Tom Boggioni
November 20, 2021
Kyle Rittenhouse
Saturday afternoon, the editorial board of the Wisconsin State Journal released a scathing editorial calling the not guilty verdicts in the Kyle Rittenhouse trial "chilling" and asserting that he should have been punished after killing two Black Lives Matter protesters
Leaving little doubt about the board viewed the outcome, they titled their piece: "Kyle Rittenhouse verdict sends a chilling message to Wisconsin and the rest of the country."
Getting right to the point, the editors wrote, "This wasn't the message Wisconsin or our nation needed to hear, even if the jury correctly followed the law."
"The disappointing verdict is sure to embolden militant people who seek to take the law into their own hands. It also could increase and complicate self-defense claims if more people carry — and use — firearms in the streets.

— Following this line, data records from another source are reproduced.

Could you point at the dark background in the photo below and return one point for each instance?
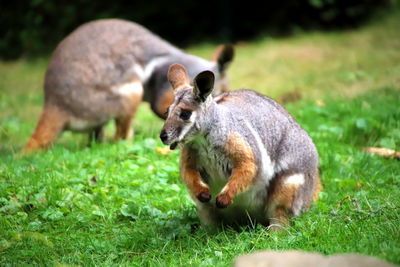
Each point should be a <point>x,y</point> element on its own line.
<point>34,27</point>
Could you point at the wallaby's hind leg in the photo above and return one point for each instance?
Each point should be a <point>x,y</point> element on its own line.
<point>51,123</point>
<point>96,135</point>
<point>134,94</point>
<point>284,199</point>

That's a scary prospect," they then added.
The board decried those who are trying to turn the teen into a hero and suggested that jail time was warranted.
"Rittenhouse is no hero, as some of his defenders pretend. He behaved like a vigilante and didn't deserve to walk free, given his recklessness. Yet the law, unfortunately, skews in favor of shooters who claim self-defense. That needs to change," they wrote before claiming, "Rittenhouse, then 17, wasn't making anyone safer by parading through crowds of angry people with a semiautomatic rifle strapped to his chest and, according to prosecutors, pointing it at people before the conflict escalated."

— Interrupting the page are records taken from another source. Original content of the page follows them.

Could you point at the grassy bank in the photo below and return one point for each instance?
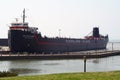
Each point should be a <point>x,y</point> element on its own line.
<point>71,76</point>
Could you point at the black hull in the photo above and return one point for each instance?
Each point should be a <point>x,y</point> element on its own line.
<point>25,41</point>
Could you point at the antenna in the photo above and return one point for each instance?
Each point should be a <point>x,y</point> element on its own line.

According to the editorial, there is plenty of blame to spread around.
After writing, "If carrying an AR-15 down a crowded street isn't provocative, what is?" they added, "Rittenhouse even got off on a gun charge despite getting his weapon from a friend because he couldn't legally purchase it. Blame the state Legislature, not the judge who dismissed the charge, for that."

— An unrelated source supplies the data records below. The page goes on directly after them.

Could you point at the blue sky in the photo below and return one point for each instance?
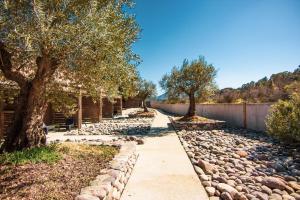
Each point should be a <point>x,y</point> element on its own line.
<point>244,39</point>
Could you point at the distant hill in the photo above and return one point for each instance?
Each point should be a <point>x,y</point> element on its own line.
<point>278,86</point>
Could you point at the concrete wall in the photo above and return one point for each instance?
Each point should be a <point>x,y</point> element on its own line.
<point>252,115</point>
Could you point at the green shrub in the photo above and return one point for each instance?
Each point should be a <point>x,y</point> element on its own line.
<point>283,122</point>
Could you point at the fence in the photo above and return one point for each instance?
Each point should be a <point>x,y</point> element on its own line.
<point>250,116</point>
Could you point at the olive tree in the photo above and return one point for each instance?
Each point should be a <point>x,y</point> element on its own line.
<point>193,79</point>
<point>48,47</point>
<point>146,89</point>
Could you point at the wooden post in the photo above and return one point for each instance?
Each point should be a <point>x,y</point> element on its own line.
<point>100,106</point>
<point>1,120</point>
<point>121,105</point>
<point>245,114</point>
<point>79,118</point>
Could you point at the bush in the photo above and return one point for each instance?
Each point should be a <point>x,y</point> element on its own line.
<point>283,122</point>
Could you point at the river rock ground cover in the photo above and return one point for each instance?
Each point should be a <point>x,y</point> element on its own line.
<point>242,164</point>
<point>57,171</point>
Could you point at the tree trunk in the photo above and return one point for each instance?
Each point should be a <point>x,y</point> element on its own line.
<point>145,106</point>
<point>26,130</point>
<point>192,107</point>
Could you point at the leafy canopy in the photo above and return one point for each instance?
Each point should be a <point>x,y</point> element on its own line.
<point>146,89</point>
<point>90,40</point>
<point>192,78</point>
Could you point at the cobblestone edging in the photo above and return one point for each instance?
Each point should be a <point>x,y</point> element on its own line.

After providing the legislature with a roadmap to laws that need to be changed to limit a similar incident, they returned to the root of the problem.
"If Rittenhouse was justified in his actions, how does that apply if two people openly carry guns and point them at each other? Whose self-defense claim takes priority? Our state should be discouraging standoffs with guns, rather than encouraging more people to arm themselves out of fear or revenge," they wrote before concluding, "Did Rittenhouse face an unlawful threat that night in Kenosha, and was his use of force reasonable and necessary? The jury ultimately answered 'yes,' and we respect their decision — even though we don't like it. Responsible citizens who want to discourage similar tragedies should pressure their elected leaders for smarter gun laws. We the people, through our democracy, must demand that this troubling saga never happens again."